Hi readers, something a little more childish today but also pretty brilliant. What I love most about book blogging is that I get the chance to read so many books from so many different genres and I know that someone out there will gain something from me posting my thoughts on it. I’ve felt a little bogged down in reviews the last few days so it’s a little bit of a sigh of relief to relax and get a book a little simpler reviewed for you today.
‘Such an animal is difficult to tame and always likely, when suddenly alarmed, to give our finger a nasty nip with its teeth.’ While dipping into The Children’s Encyclopaedia of 1910, Axel Scheffler came across a small but indispensible guide to procuring and caring for your pet squirrel.
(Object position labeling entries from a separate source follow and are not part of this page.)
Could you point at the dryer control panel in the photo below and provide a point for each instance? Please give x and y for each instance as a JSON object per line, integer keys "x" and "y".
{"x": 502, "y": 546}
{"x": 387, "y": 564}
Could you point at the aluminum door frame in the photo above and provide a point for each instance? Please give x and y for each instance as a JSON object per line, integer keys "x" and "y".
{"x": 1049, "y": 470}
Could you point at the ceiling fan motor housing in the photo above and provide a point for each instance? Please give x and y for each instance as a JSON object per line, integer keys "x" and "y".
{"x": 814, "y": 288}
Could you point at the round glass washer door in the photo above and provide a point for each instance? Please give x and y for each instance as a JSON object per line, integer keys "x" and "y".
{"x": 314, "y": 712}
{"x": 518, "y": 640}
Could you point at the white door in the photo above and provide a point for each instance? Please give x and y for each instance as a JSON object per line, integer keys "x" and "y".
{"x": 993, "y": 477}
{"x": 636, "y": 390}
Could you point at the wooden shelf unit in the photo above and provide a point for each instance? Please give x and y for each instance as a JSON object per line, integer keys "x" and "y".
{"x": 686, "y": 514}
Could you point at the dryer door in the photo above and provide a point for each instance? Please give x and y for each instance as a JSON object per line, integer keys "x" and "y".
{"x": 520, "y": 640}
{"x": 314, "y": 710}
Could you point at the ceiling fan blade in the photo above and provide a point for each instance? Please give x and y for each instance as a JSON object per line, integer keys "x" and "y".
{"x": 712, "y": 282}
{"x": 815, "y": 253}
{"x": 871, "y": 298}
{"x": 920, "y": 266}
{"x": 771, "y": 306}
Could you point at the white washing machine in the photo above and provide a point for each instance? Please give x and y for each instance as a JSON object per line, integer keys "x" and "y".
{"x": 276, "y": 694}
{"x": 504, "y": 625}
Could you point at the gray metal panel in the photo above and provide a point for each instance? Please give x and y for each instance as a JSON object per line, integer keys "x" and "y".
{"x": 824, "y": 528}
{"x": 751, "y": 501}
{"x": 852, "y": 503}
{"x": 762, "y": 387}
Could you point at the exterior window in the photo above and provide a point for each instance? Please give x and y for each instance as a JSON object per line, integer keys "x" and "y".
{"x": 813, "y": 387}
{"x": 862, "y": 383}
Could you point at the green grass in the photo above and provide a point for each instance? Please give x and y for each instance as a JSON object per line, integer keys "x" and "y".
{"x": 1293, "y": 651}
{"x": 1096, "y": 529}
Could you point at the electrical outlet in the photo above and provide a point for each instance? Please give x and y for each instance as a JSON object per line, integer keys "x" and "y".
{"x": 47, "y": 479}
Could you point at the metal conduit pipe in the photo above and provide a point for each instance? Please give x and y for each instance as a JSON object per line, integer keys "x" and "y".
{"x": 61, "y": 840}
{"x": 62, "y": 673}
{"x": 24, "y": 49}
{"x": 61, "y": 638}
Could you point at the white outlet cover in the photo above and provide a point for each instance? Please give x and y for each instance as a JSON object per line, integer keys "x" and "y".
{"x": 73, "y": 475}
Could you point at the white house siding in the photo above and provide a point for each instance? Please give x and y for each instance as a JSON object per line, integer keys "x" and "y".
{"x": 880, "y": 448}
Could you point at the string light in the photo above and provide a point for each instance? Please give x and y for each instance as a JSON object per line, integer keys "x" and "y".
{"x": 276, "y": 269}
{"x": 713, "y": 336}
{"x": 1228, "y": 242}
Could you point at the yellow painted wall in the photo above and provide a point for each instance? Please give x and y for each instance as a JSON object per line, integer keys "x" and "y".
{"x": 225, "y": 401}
Intrigued by the unlikely notion of a child attempting to keep so wild an animal, Axel created a series of delightful, beautifully finished illustrations to accompany the text.
I immediately adored this book, not only are the illustrations utterly wonderful but they are intelligent, charming, clever and a little silly. Although this book is really aimed at adults I think because it is a little tongue-in-cheek a younger Lizzy would have absolutely loved this little book. At the back of the book you see that the inspiration was taken from a children’s encyclopedia written around the early twentieth century when it was perfectly acceptable to keep red squirrels as pets, not the case now I must add. Having said that I think this book would be loved by both audiences because despite it’s slightly mocking nature there is certainly nothing unsuitable for a younger reader.
The language is simple to read, and the writing moves quickly and I liked that it isn’t patronising which some children’s books can be at times. Having a headteacher of a primary school for a parent means I’ve read a fair few and they can be tedious. I liked the way that each page conveys something one must do to care for a pet squirrel, complete with Axel Scheffler’s idea on how this might look – with a couple of little twists too. Despite being a very short book it manages to get a lot in and be a really enjoyable read. The illustrations are beautiful as to be expected from the illustrator of the much adored The Gruffalo.
If you need any more persuasion Axel and the publishers, Faber & Faber, are donating money from each copy to red squirrel conservation in the UK which is a lovely added touch. I think this book is perfect as a stocking filler, or as a birthday present for a little one, or treat yourself. It’s a lovely tale and one I’m glad to have read.